The drainage measurements in two plots were not consistent with the other instrumented plots. One, a control plot with measurable drainage during the growing season (Ellisport Bay), was partially logged during the observation period. Two, a control plot with no drainage recorded throughout the year (Cave Bay), was potentially due to a malfunctioning drain gauge. Removing the two control plots would have greatly reduced the sample size of the control drain gauge plots used to parameterize the models and conduct the statistical analyses, as well as created an unbalanced design during the data analysis. Therefore, these plots were retained for the model parameterization and evaluating the model performance during the growing season.

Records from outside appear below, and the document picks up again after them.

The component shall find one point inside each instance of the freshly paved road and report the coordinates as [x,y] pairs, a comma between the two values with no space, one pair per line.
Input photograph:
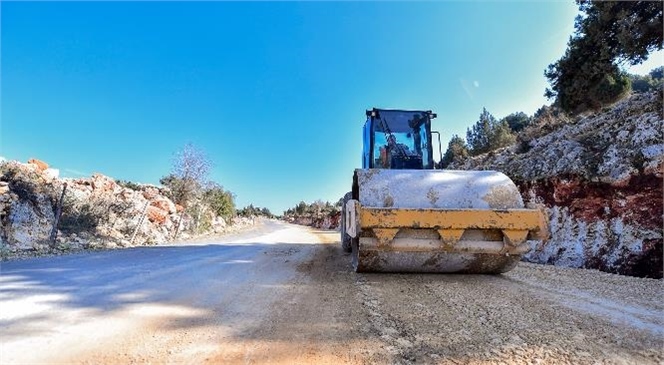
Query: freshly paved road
[285,294]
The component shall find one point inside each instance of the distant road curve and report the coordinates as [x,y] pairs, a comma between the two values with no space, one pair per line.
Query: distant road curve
[286,294]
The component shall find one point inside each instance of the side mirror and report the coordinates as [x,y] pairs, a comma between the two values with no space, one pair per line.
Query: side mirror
[440,148]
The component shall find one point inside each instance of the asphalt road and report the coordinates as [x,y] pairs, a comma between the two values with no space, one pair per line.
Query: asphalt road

3.3. Parameterized Model Runs

Neither single-porosity nor dual-porosity soil hydraulic models in Hydrus-1D were able to accurately estimate the quantity of drainage that was measured on a daily timestep for all drain gauge plots, even when the vegetation process of root water uptake was excluded. However, the dual-porosity model was able to simulate the timing of drainage more successfully for all drain gauge plots on a monthly scale (Figure 4). Based on the observed versus Hydrus-1D-predicted daily drainage optimal fit during the growing season, the dual-porosity model was more skilled in predicting the monthly drainage at all drain gauge plots (R² = 0.99, NSE = 0.96) than the single-porosity model (R² = 0.26, NSE = −41.2). The values of the second water retention curve that were used in the fine-tuned and simulated dual-porosity model runs ranged from 2 to 4.4.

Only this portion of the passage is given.